TimingCamouflage+: Netlist Security Enhancement with Unconventional Timing (with Appendix)
This addresses chip security for hardware designers by making reverse engineering more difficult, though it is incremental as it builds on existing timing-based defenses.
The paper tackles the problem of chip counterfeiting by reverse engineering netlists, proposing to use unconventional timing with wave-pipelining to invalidate the assumption that a netlist fully represents circuit function, resulting in successful construction of true and false paths with negligible cost to thwart attacks.

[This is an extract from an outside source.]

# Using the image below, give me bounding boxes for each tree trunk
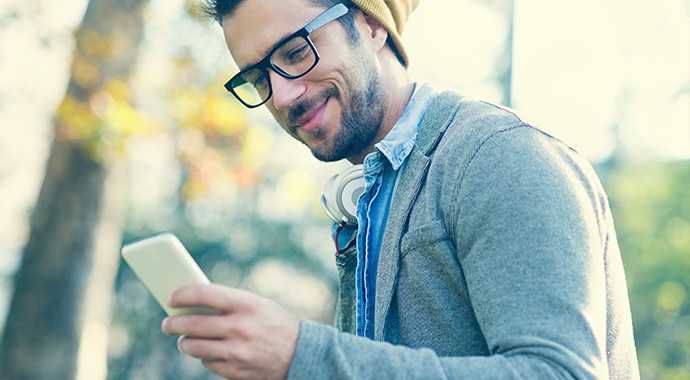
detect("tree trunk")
[0,0,148,380]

With recent advances in reverse engineering, attackers can reconstruct a netlist to counterfeit chips by opening the die and scanning all layers of authentic chips. This relatively easy counterfeiting is made possible by the use of the standard simple clocking scheme, where all combinational blocks function within one clock period, so that a netlist of combinational logic gates and flip-flops is sufficient to duplicate a design. In this paper, we propose to invalidate the assumption that a netlist completely represents the function of a circuit with unconventional timing. With the introduced wave-pipelining paths, attackers have to capture gate and interconnect delays during reverse engineering, or to test a huge number of combinational paths to identify the wave-pipelining paths. To hinder the test-based attack, we construct false paths with wave-pipelining to increase the counterfeiting challenge. Experimental results confirm that wave-pipelining true paths and false paths can be constructed in benchmark circuits successfully with only a negligible cost, thus thwarting the potential attack techniques.